Two wolf pups were photographed frolicking in a reserve area for birds. For centuries, the predators were hunted to near extinction in Italy. The iconic predator also is celebrated in Italy’s history in the myth of Rome’s founding.
The Romans credited the creation of their city to the kindness of a mother she-wolf, who nursed the infants Romulus and Remus, who had been left to die in the wild. According to the legend, the pair would go on to establish Rome. The wolf also is celebrated in many other cultures, through art, myth, and folklore.
Rome’s founding story is celebrated in statues called the Capitoline Wolf, first erected in Italy in the 11th and 12th centuries. I saw several such statues, in Sienna and Florence.

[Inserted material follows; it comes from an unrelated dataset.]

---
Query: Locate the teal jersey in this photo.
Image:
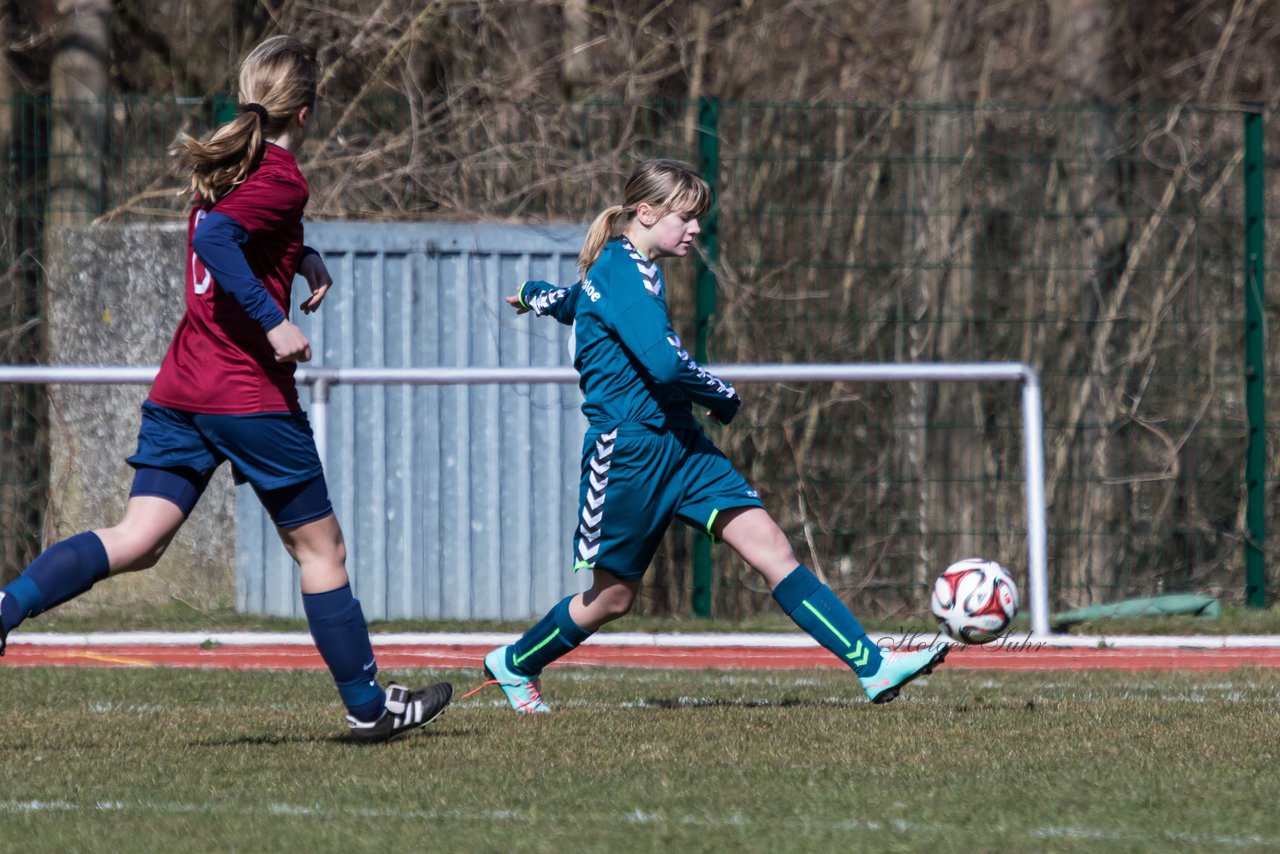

At the most basic level, Rome’s creation myth is literally connected to sucking the breast of a feared carnivore. The almost primal connection to something feared and revered is woven into Roman identity. For anyone familiar with that history, Rome went on to conquer and absorb all other cultures and civilizations surrounding the Mediterranean Sea, stretching from the highlands of England to the hot sands of modern-day Iraq to the Nile valley, as far south as southern Egypt.
I photographed these statues in 2006 during my travels in Italy, mainly because I feel a strong personal connection with wolves. I had some of the most memorable encounters with wolves in the wild in Alaska, when I lived there between 2004 and 2010.
During one spring mountain run, I met a wolf mom and her pups. They approached me, curious as pups are. Their mom whimpered, trying to signal them back to safety. She was a loving mother. Humans fear them because they have, I think, more dignity than us in many ways in how they care for each other.